Alors que le législateur ou les associations professionnelles ont pris en compte sept propositions (notamment l’exclusion du champ d’application des conventions réglementées de celles conclues entre une mère et une fille détenue à 100%), le régulateur en reprend dix-huit sans les modifier, en reformule huit et en propose même trois nouvelles.
Ainsi l’AMF encourage tous les administrateurs – en particulier les présidents de comité et l’administrateur référent – à assister aux assemblées générales (proposition 1 bis).

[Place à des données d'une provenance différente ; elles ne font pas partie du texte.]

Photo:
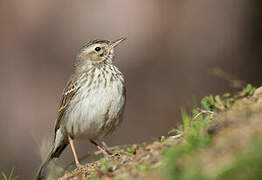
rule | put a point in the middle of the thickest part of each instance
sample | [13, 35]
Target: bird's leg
[104, 150]
[74, 152]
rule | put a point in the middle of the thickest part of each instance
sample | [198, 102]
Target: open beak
[115, 43]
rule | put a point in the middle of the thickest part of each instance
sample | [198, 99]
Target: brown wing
[70, 90]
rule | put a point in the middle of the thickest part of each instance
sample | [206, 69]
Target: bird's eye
[97, 49]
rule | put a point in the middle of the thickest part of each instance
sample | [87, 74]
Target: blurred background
[176, 53]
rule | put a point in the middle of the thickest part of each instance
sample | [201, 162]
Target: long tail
[55, 152]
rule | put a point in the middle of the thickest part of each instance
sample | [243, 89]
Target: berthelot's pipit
[92, 103]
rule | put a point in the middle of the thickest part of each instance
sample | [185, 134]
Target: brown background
[172, 47]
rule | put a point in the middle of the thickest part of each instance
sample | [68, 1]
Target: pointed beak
[115, 43]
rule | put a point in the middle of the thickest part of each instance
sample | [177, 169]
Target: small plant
[132, 149]
[11, 175]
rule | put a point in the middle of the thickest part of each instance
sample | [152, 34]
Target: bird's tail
[55, 152]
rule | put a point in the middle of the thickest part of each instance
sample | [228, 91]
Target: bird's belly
[94, 113]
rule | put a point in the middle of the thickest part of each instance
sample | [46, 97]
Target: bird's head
[97, 51]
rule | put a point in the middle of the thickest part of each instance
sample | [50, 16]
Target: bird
[92, 103]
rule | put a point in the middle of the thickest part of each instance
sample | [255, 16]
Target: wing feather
[70, 90]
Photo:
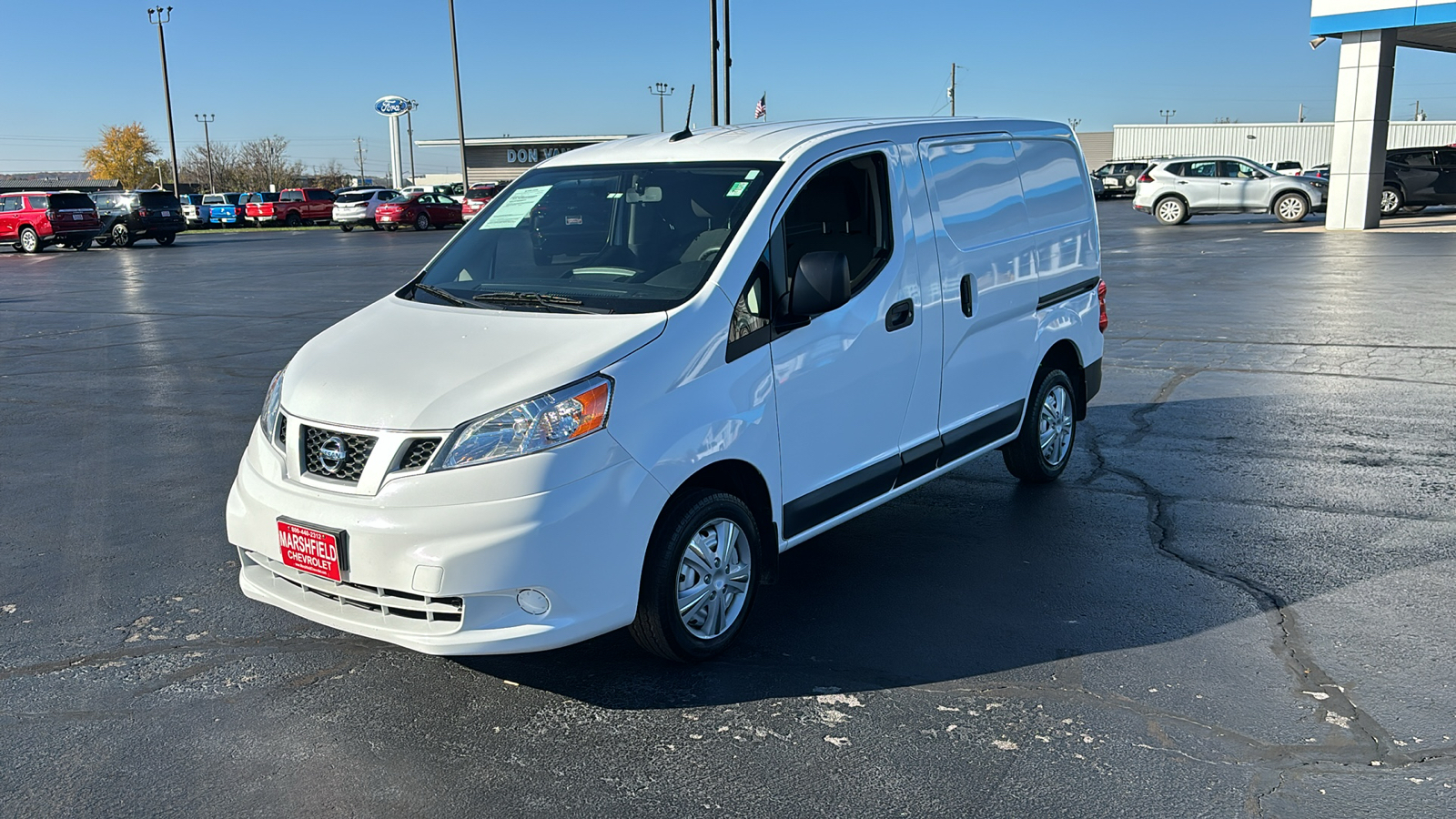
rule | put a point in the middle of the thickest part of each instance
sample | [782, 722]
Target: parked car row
[35, 220]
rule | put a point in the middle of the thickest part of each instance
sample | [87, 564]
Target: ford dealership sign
[392, 106]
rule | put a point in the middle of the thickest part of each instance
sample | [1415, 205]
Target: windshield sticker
[516, 208]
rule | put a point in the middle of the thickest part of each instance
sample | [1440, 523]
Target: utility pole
[410, 128]
[455, 56]
[159, 18]
[660, 91]
[713, 53]
[951, 91]
[207, 140]
[727, 70]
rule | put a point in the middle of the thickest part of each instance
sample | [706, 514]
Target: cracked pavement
[1235, 603]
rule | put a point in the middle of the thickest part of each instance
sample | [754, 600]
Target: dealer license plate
[312, 548]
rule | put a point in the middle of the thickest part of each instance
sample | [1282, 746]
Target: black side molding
[822, 504]
[1067, 293]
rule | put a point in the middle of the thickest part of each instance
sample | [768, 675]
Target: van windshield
[613, 238]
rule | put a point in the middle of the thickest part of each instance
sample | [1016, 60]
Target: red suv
[31, 222]
[420, 210]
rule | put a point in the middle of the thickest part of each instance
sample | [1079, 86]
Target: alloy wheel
[1055, 426]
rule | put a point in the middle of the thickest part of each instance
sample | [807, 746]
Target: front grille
[417, 455]
[402, 611]
[356, 448]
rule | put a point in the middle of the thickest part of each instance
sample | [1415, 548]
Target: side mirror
[820, 283]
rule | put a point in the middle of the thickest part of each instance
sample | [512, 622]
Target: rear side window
[72, 201]
[977, 189]
[1053, 182]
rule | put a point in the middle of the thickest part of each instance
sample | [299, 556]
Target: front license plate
[312, 548]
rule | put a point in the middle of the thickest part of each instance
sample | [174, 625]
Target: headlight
[531, 426]
[271, 409]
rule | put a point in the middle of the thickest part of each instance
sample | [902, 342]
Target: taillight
[1101, 305]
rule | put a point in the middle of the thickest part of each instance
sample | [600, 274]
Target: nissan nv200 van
[650, 366]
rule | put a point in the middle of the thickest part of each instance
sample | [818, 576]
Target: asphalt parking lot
[1237, 601]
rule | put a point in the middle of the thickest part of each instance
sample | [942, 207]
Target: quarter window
[846, 208]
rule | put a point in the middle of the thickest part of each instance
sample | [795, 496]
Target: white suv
[652, 365]
[1174, 189]
[357, 207]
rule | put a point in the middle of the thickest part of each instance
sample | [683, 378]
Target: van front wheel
[1041, 450]
[699, 577]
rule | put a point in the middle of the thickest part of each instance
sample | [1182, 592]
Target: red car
[421, 210]
[31, 222]
[295, 207]
[478, 197]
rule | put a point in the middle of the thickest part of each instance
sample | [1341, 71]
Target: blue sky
[310, 69]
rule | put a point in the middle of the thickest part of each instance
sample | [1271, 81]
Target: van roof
[776, 142]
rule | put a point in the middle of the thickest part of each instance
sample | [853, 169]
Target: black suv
[1120, 178]
[127, 216]
[1419, 177]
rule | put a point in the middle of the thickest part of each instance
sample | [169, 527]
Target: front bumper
[433, 570]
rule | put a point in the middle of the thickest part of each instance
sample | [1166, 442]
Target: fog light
[533, 601]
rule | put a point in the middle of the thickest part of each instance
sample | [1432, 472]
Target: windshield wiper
[550, 300]
[444, 295]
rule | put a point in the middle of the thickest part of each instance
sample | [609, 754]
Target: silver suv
[1174, 189]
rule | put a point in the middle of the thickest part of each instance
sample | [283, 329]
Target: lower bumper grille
[373, 605]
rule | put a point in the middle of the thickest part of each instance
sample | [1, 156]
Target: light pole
[160, 16]
[660, 91]
[207, 138]
[455, 56]
[410, 130]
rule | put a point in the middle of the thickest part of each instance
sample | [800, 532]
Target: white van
[652, 365]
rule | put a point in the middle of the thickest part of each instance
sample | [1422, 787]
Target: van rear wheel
[1041, 450]
[699, 577]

Il convient aussi de veiller à ce qu’un administrateur en situation de conflit d’intérêts, même potentiel, sur une question à l’ordre du jour du conseil ou de l’assemblée générale, «ne prenne part ni aux délibérations, ni au vote». Ce qui est le cas des conventions réglementées intéressant un actionnaire avec lequel l’administrateur entretient des liens le plaçant en situation de conflit d’intérêts, notamment s’il a été nommé sur proposition de cet actionnaire et même s’il agit en son nom propre (proposition 22 bis).
«En l’absence, à ce stade, d’une information à fournir sur la revue annuelle par le conseil d’administration des conventions réglementées dont l’effet perdure dans le temps, nous demandons qu’il en soit fait état de manière détaillée, chaque année, dans le rapport annuel et dans le rapport spécial des commissaires aux comptes», poursuit Benoît de Juvigny. En particulier, les modalités de calcul des conditions financières, et leurs conditions d’ajustement dans le temps devront être précisées (propositions 27 et 27 bis). L’AMF demande enfin que soit fourni à tout actionnaire qui en aurait fait la demande préalable un document attestant de la bonne prise en compte de son vote.
Le débat sur les AG se poursuit, alors qu'à la fin février ou début mars, l’AMF dévoilera les conclusions du groupe de travail sur les cessions d’actifs significatifs.